Saturday, 8 March 2014

Hollow City

Hollow City (Miss Peregrine's Home for Peculiar Children, #2)Title : Hollow City
Author: Ransom Riggs
Rating: 5 STARS!!!
Hardcover, 396 pages
Published January 14th 2014 by Quirk Books
ISBN : 1594746125 (ISBN13: 9781594746123)
Source copy: Bought at National Bookstore

Synopsis:

The extraordinary journey that began in Miss Peregrine's Home for Peculiar Children continues as Jacob Portman and his newfound friends journey to London the peculiar capital of the world. But in this war-torn city, hideous surprises lurk around every corner. Like its predecessor, this second novel in the Peculiar Children series blends thrilling fantasy with never-before-published vintage photography to create a one-of-a-kind reacting experience. 

Source : Goodreads 





"Strange, I thought, how can you be living in your dreams and your nightmares at the very same time"
- Jacob

Miss Peregrine’s Home for Peculiar Children already made a wild bang in my head until the end, which is why I clearly admit that I have high expectations on Hollow City. The great thing is that, Hollow City definitely rotates and bends my insights for the peculiar children.  Ransom Riggs clearly enhanced and proved that words can mold to create playful characters yet engaging at the same time. I admired reading Jacob’s point of view and it did not fail me to see the distance between being an ordinary kid and a peculiar one.

First off, I almost feel the loneliness they felt even if they managed to save Miss Peregrine, the peculiar children still felt that their world suddenly crumbled.  As for Jacob, I see him as the boy who was still lost and dense to hear the voices inside his head. Like going back and live an ordinary life. But I liked that part of Jacob that whenever he thinks on going back to the boy he once was, he sees himself not being with Emma and the other peculiars feels like living without any purpose at all. Even from the start, he clearly made up his mind to accept his peculiarity.

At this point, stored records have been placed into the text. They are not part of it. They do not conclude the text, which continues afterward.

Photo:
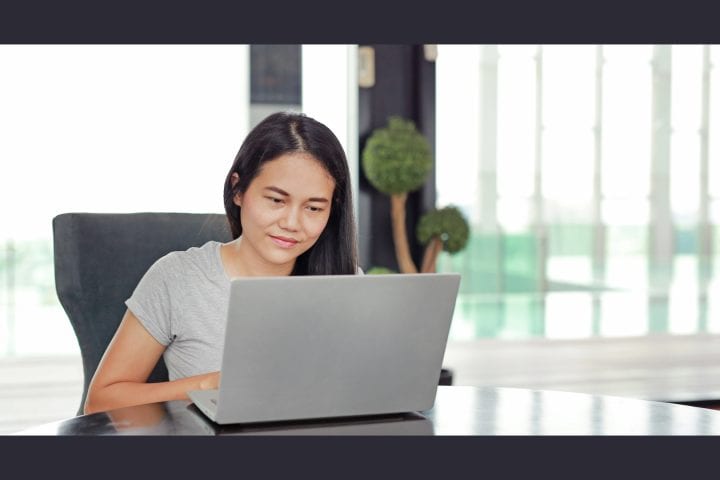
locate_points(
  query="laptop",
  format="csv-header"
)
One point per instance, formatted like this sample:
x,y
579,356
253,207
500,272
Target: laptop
x,y
322,347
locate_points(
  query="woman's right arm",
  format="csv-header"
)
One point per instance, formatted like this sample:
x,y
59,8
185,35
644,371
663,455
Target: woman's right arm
x,y
121,376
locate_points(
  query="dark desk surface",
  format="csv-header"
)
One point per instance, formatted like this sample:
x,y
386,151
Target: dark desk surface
x,y
458,411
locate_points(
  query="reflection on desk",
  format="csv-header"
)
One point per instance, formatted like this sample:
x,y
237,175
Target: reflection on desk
x,y
457,411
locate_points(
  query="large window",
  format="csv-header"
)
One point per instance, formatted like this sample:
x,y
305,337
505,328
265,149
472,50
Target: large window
x,y
97,128
591,183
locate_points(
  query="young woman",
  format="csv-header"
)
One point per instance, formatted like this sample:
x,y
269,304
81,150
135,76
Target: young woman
x,y
288,201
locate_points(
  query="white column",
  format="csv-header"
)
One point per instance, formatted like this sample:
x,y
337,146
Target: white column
x,y
598,260
486,200
330,95
660,248
539,227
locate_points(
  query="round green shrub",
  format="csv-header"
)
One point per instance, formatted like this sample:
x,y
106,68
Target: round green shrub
x,y
397,159
447,224
380,271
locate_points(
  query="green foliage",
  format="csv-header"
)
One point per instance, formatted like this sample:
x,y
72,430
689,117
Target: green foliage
x,y
447,224
397,159
380,271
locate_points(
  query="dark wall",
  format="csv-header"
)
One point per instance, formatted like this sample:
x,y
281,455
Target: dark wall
x,y
404,86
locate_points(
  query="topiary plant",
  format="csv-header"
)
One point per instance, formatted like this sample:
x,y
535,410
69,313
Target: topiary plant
x,y
396,160
380,271
441,229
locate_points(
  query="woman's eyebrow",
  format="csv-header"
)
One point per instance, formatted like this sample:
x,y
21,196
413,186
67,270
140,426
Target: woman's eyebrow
x,y
284,193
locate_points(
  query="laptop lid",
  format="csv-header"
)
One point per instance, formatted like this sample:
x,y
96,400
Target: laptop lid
x,y
333,346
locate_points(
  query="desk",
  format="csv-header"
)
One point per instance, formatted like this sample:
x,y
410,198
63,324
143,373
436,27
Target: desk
x,y
458,410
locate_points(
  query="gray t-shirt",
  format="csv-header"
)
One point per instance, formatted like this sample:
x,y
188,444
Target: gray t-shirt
x,y
182,302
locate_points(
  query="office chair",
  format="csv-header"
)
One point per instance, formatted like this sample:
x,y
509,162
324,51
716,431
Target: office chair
x,y
99,260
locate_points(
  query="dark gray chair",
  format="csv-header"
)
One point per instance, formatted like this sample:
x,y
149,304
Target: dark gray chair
x,y
100,258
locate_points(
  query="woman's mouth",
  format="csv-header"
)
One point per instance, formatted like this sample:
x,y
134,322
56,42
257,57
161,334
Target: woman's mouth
x,y
283,242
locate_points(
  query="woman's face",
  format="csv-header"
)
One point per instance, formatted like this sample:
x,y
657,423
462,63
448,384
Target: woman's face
x,y
284,210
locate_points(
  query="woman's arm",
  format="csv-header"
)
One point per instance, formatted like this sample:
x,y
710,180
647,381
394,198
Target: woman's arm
x,y
120,380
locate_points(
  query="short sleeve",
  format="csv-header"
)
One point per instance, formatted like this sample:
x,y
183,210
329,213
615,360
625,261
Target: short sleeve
x,y
151,301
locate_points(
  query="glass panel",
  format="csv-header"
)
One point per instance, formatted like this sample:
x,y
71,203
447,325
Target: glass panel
x,y
568,315
623,314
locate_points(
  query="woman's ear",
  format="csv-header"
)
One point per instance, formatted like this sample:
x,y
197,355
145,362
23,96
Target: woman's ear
x,y
237,198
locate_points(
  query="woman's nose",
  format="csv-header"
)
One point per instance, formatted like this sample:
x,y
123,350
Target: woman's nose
x,y
290,220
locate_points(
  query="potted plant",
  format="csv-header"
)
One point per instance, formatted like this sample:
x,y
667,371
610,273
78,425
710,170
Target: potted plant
x,y
397,160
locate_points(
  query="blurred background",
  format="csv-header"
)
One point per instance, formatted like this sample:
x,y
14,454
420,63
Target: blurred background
x,y
589,175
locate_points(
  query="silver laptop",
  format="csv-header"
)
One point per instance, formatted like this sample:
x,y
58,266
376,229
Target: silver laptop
x,y
312,347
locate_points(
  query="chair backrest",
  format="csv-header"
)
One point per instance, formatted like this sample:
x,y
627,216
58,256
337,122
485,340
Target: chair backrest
x,y
99,260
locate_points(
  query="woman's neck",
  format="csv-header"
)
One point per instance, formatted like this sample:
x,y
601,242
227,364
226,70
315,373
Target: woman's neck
x,y
239,260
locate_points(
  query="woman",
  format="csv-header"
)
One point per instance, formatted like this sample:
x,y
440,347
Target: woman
x,y
288,201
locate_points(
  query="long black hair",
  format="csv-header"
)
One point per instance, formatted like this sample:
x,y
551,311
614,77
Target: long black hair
x,y
335,251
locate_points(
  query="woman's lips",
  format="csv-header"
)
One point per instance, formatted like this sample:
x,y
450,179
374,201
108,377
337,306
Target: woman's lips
x,y
283,242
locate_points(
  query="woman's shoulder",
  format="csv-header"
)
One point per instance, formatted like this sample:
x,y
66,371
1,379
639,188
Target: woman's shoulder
x,y
199,257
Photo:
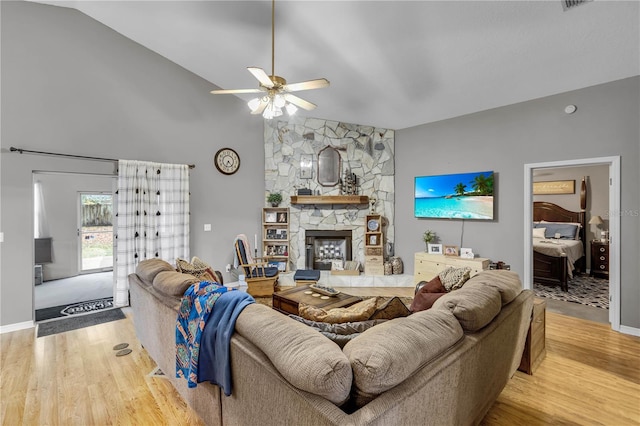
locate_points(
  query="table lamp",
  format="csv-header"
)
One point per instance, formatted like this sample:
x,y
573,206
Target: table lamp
x,y
597,220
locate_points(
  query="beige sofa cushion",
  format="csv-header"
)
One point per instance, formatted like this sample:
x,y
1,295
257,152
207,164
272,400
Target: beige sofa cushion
x,y
304,357
474,306
506,282
173,283
387,354
149,268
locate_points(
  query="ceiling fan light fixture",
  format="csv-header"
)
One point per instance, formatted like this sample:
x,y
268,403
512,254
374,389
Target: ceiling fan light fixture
x,y
254,104
291,109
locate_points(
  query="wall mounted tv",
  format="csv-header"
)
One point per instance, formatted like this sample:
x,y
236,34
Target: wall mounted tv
x,y
455,196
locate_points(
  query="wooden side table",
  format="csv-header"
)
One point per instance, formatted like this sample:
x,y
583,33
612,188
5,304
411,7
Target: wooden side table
x,y
534,347
599,259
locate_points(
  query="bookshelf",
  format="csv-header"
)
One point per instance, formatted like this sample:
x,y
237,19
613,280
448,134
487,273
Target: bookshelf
x,y
275,236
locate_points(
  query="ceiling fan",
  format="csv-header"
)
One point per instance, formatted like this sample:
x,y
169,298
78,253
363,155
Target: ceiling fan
x,y
275,92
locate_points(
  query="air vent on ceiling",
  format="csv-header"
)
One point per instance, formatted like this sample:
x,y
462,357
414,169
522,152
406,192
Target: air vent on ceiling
x,y
570,4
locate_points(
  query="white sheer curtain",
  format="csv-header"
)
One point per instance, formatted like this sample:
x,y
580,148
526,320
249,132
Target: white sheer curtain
x,y
40,223
152,217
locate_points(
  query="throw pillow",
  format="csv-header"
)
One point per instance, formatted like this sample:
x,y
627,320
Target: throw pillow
x,y
474,307
149,268
454,278
200,272
539,232
341,333
427,295
361,311
173,283
390,309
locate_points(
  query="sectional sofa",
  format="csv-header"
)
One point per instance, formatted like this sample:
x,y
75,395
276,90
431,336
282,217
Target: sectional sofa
x,y
443,366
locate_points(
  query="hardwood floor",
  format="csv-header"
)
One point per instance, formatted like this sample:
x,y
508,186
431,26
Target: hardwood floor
x,y
591,375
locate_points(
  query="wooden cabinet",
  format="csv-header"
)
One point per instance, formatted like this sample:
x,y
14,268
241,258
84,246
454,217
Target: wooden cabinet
x,y
427,266
275,236
599,259
374,245
534,347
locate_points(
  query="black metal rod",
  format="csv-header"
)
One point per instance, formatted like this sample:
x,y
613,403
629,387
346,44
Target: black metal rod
x,y
22,151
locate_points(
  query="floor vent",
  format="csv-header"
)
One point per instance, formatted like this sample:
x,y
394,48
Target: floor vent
x,y
570,4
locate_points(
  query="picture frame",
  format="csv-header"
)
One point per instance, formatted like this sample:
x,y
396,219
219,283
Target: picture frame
x,y
434,248
466,253
552,187
451,250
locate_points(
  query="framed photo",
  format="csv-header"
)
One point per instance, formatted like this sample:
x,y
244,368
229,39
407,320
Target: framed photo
x,y
467,253
451,250
435,248
554,187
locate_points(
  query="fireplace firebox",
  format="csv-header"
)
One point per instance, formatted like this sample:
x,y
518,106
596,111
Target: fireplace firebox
x,y
322,247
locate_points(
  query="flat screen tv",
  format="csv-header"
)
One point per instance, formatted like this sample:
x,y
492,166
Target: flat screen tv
x,y
455,196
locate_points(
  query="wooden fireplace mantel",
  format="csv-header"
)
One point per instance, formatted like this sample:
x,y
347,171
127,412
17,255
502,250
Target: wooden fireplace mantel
x,y
329,199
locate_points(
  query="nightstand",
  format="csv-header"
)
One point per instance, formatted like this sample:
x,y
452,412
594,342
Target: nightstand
x,y
599,259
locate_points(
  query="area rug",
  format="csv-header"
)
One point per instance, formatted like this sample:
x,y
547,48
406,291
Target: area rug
x,y
79,321
583,289
74,309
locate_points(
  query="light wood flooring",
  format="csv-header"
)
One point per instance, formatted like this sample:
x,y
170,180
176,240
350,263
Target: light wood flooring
x,y
591,375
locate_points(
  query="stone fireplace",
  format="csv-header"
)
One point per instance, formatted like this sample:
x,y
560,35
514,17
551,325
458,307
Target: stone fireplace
x,y
366,152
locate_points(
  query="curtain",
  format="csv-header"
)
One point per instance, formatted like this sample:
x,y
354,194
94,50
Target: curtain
x,y
40,223
152,218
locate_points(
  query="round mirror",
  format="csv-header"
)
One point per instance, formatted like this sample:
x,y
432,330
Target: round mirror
x,y
329,166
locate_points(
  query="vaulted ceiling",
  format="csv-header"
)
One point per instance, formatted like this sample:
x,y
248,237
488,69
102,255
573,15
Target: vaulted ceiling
x,y
391,64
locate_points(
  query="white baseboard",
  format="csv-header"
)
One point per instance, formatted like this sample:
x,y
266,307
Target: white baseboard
x,y
629,330
17,326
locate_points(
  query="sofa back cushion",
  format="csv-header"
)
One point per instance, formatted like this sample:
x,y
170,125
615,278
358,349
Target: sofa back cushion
x,y
387,354
304,357
149,268
506,282
473,306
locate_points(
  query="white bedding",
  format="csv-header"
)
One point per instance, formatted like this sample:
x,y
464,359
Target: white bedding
x,y
572,248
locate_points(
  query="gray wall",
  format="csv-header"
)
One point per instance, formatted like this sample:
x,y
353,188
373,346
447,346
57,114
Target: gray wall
x,y
504,140
72,85
60,197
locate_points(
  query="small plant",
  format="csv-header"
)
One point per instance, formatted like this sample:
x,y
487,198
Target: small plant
x,y
274,198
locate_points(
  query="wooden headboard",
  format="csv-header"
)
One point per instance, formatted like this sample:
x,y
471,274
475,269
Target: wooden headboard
x,y
543,210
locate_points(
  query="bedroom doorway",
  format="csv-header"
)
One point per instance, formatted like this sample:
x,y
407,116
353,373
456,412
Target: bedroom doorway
x,y
609,181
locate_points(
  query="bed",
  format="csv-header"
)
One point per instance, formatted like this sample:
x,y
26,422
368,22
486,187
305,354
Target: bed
x,y
555,260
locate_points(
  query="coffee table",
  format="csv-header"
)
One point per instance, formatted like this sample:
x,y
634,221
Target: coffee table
x,y
287,301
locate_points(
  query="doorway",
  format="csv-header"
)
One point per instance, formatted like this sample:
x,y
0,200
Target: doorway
x,y
613,164
95,230
75,272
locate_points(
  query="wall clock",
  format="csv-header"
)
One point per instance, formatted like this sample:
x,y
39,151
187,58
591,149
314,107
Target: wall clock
x,y
227,161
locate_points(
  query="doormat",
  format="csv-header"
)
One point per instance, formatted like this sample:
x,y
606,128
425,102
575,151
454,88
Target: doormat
x,y
583,289
74,309
79,321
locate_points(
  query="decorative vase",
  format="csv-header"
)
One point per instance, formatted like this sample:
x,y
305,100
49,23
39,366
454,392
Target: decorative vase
x,y
388,268
396,264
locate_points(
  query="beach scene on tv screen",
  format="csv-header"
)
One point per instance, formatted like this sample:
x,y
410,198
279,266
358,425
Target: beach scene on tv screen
x,y
455,196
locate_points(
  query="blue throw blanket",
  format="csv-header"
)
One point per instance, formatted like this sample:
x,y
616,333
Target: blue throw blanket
x,y
196,312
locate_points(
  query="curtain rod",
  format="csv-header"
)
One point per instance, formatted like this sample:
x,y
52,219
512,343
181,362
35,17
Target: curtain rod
x,y
22,151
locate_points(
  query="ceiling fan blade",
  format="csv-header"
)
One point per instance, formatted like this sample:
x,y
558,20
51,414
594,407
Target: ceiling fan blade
x,y
233,91
299,102
262,76
307,85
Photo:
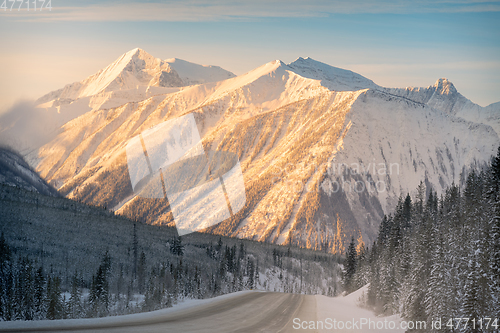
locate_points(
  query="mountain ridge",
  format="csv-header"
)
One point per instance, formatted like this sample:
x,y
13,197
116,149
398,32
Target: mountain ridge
x,y
290,133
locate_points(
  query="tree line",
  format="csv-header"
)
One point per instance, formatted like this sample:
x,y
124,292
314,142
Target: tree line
x,y
437,257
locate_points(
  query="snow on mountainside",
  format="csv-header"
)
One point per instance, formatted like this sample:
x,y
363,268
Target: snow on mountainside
x,y
14,171
133,77
444,96
324,151
331,77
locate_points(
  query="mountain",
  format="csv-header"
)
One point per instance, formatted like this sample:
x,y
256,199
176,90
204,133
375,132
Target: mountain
x,y
324,151
444,96
133,77
14,171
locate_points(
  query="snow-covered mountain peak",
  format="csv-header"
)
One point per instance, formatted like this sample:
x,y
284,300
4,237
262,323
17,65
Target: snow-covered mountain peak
x,y
191,73
333,78
444,87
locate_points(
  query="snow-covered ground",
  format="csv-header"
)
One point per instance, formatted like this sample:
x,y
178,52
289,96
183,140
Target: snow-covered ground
x,y
349,316
293,313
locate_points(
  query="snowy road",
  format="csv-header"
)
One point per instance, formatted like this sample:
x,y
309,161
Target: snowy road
x,y
246,311
243,312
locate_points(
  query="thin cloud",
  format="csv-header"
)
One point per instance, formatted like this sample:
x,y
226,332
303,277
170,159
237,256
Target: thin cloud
x,y
205,11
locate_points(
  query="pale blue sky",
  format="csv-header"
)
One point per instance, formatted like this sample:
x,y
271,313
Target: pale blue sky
x,y
394,43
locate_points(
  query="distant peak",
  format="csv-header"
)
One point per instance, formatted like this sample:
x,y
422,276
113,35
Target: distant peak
x,y
300,59
444,86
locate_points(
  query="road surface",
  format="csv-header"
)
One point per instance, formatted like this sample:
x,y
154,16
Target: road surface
x,y
243,312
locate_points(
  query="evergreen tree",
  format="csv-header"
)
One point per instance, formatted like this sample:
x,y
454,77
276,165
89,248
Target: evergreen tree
x,y
55,306
350,266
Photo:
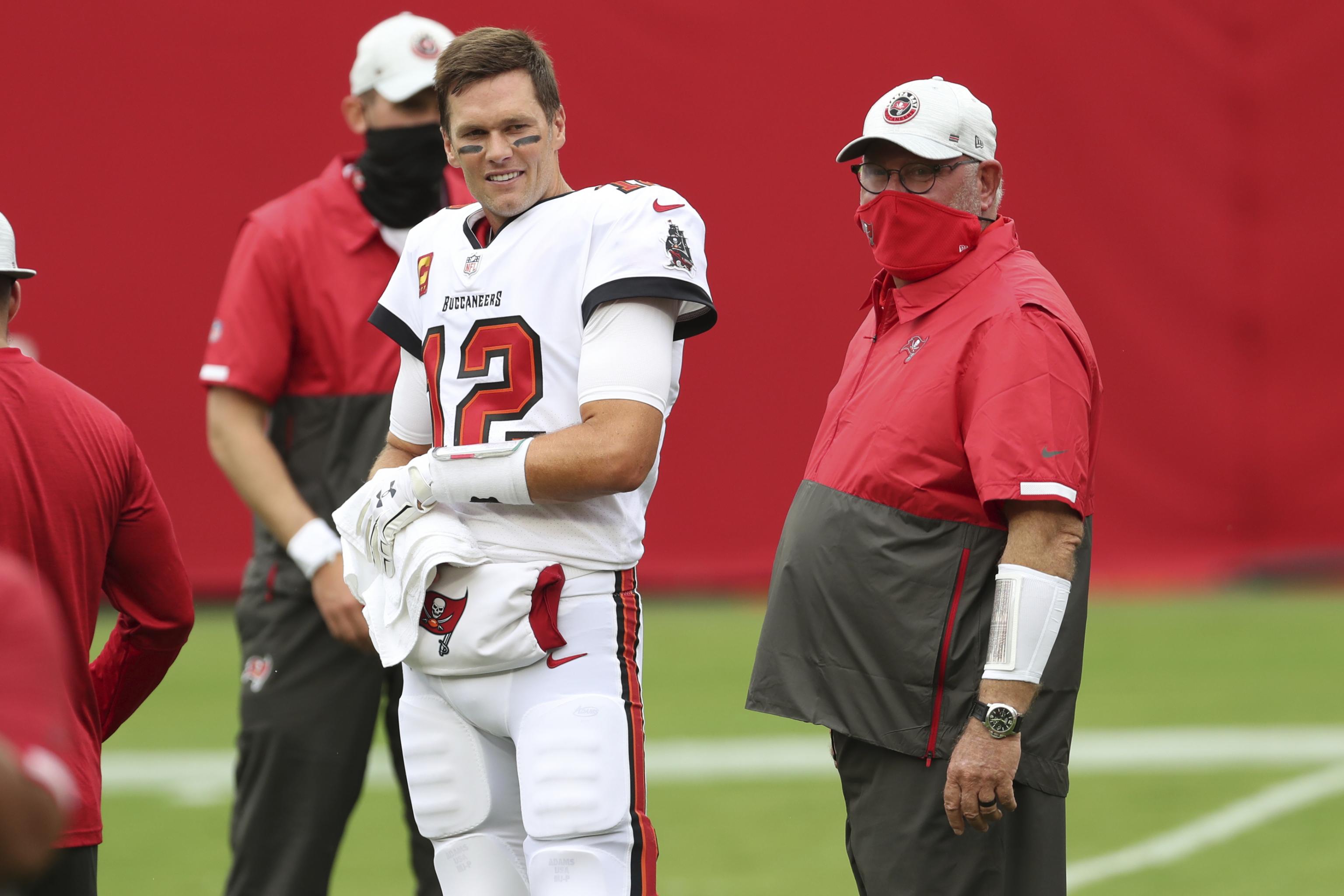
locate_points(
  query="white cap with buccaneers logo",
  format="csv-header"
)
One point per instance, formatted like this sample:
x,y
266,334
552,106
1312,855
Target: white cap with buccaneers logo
x,y
932,119
397,57
8,262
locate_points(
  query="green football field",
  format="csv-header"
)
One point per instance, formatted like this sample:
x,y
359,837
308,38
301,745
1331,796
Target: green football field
x,y
1210,760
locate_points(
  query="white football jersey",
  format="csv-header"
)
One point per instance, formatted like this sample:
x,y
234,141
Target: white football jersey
x,y
500,328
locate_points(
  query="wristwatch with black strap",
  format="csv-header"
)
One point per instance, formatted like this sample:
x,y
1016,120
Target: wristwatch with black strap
x,y
1001,719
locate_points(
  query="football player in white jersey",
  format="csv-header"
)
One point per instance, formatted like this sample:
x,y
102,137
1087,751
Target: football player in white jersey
x,y
541,335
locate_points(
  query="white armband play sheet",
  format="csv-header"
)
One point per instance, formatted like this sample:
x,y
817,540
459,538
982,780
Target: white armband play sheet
x,y
1029,610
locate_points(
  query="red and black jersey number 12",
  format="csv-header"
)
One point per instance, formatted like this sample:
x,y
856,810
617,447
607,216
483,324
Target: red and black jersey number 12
x,y
508,399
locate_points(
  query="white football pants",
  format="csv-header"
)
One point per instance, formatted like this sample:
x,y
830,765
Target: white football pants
x,y
531,782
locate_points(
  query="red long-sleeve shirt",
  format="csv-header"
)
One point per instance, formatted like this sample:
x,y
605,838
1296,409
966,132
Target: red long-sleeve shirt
x,y
81,507
33,682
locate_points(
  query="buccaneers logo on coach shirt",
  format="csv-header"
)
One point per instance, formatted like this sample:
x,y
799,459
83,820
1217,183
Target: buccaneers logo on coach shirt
x,y
441,616
914,346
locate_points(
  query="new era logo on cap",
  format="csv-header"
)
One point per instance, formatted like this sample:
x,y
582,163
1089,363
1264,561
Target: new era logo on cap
x,y
932,119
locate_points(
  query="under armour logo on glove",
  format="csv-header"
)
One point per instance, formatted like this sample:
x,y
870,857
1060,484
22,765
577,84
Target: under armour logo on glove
x,y
390,511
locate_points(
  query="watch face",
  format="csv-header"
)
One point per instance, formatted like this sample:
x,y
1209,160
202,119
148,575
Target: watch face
x,y
1001,721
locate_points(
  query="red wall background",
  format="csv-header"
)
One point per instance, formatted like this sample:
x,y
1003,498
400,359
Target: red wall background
x,y
1171,163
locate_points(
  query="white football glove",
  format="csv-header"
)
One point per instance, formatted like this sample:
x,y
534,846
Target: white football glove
x,y
402,495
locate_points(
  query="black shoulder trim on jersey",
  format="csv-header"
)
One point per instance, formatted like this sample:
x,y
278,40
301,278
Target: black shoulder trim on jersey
x,y
397,329
658,288
471,234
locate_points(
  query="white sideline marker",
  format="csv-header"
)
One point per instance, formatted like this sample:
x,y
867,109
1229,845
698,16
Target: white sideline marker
x,y
203,777
1211,830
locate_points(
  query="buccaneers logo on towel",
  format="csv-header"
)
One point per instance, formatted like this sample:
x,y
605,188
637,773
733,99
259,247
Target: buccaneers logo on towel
x,y
679,252
440,617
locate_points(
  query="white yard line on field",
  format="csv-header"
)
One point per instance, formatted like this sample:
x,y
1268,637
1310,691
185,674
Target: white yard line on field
x,y
206,776
1211,830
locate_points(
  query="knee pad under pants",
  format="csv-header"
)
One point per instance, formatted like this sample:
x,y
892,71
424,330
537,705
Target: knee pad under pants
x,y
574,777
464,796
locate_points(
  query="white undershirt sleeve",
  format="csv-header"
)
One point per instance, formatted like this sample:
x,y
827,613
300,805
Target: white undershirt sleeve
x,y
410,420
628,352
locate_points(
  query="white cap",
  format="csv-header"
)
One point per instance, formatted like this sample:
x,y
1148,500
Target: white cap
x,y
8,264
397,57
932,119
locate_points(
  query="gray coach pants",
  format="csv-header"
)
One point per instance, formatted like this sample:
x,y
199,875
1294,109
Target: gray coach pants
x,y
310,707
900,841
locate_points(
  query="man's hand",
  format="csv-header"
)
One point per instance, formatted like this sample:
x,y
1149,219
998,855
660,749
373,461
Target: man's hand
x,y
340,610
401,496
980,780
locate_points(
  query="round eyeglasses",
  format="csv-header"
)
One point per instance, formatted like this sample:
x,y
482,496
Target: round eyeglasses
x,y
914,176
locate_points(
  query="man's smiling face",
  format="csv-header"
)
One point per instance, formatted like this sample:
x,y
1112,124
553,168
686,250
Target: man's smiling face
x,y
507,150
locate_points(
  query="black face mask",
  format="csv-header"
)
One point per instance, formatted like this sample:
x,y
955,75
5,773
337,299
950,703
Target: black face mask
x,y
404,174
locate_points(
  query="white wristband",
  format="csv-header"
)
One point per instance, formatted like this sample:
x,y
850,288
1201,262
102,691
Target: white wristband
x,y
491,473
1029,610
314,547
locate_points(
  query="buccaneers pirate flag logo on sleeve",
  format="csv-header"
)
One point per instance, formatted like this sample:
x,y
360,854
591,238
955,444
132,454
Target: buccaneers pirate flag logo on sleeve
x,y
423,270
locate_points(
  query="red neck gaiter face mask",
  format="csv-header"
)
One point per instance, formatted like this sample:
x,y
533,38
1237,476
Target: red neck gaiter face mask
x,y
913,237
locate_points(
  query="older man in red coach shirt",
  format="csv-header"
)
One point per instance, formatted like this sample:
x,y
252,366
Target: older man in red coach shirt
x,y
931,585
81,507
35,784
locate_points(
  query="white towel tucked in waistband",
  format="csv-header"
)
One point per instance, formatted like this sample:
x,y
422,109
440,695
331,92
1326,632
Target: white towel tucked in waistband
x,y
448,612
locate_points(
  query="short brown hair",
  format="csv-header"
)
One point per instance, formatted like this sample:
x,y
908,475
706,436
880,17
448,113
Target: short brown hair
x,y
484,53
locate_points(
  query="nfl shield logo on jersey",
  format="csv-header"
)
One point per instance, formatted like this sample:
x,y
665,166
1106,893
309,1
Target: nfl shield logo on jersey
x,y
678,250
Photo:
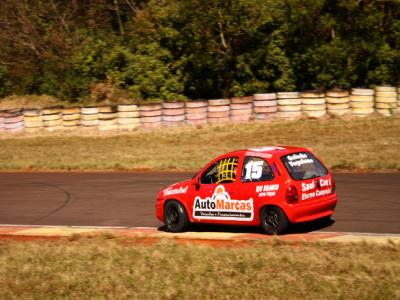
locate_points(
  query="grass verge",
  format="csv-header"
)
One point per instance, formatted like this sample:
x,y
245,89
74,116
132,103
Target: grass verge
x,y
343,144
111,268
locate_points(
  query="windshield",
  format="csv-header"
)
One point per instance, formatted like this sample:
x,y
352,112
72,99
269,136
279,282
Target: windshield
x,y
303,165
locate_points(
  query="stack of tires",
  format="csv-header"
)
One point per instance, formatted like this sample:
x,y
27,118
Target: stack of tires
x,y
218,111
338,102
71,118
90,117
14,121
128,118
33,120
265,106
150,115
313,104
386,100
241,109
398,98
173,114
107,118
289,105
196,112
52,118
362,101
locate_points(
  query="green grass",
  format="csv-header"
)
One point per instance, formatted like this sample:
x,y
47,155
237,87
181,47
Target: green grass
x,y
369,144
111,268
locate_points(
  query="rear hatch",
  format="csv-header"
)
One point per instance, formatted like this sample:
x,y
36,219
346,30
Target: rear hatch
x,y
311,178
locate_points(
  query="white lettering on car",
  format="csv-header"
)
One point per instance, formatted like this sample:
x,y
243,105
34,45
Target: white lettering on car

It satisfies me even more that despite their journey to bring back the human form of Miss Peregrine, they still have the guts and courage to make some jokes out of it, just to free their burden at one point. I still see their childhood beyond it, beneath their very old age of existence. And as a reader, it brings me comfort that somehow, things loosen up for them.

Hollow City also shows more peculiarities of every event. In which I dearly adore. I even see their other power and some secrets that they wanted to hide forever as much as possible. Because even on the first book I am already curious with the very details of their other life before they were found by Miss Peregrine. The second book emphasizes the life of the peculiar children that is why on every page, I sometimes read it over and over again just to go back and imagine again how their life looks like before they discovered that they were peculiar.

The places they went through are clearly described and I was engulfed with it. I loved the way Ransom Riggs describes an entirely wrecked city yet it feels completely pleasing in my mind. I’m not stating that I love wrecked places but it’s the words that will effortlessly walk you through the places they’ve been is majestic.
There parts that totally devastates me and of course, I won’t write it on this post because I will spoil anything and I don’t want to do that. But for me, it looks great to see how the peculiar children became more challenging and aware to the fact that they were clearly outnumbered.


At the end of the Hollow City, it undeniably made a hole in my chest. I kept on thinking “Why on earth it has to be that way?” or “What they are supposed to do next” and “Damn, wights. ” The end will give you the ache all over your heart. Moreover, Hollow City definitely the perfect sequel that will definitely makes the readers swept off with the characters. It shows the twisted situations of being brave and to stand out to fight even in the most crucial times. I even loved how Hollow City made the characters even more mature enough to decide between love and responsibility.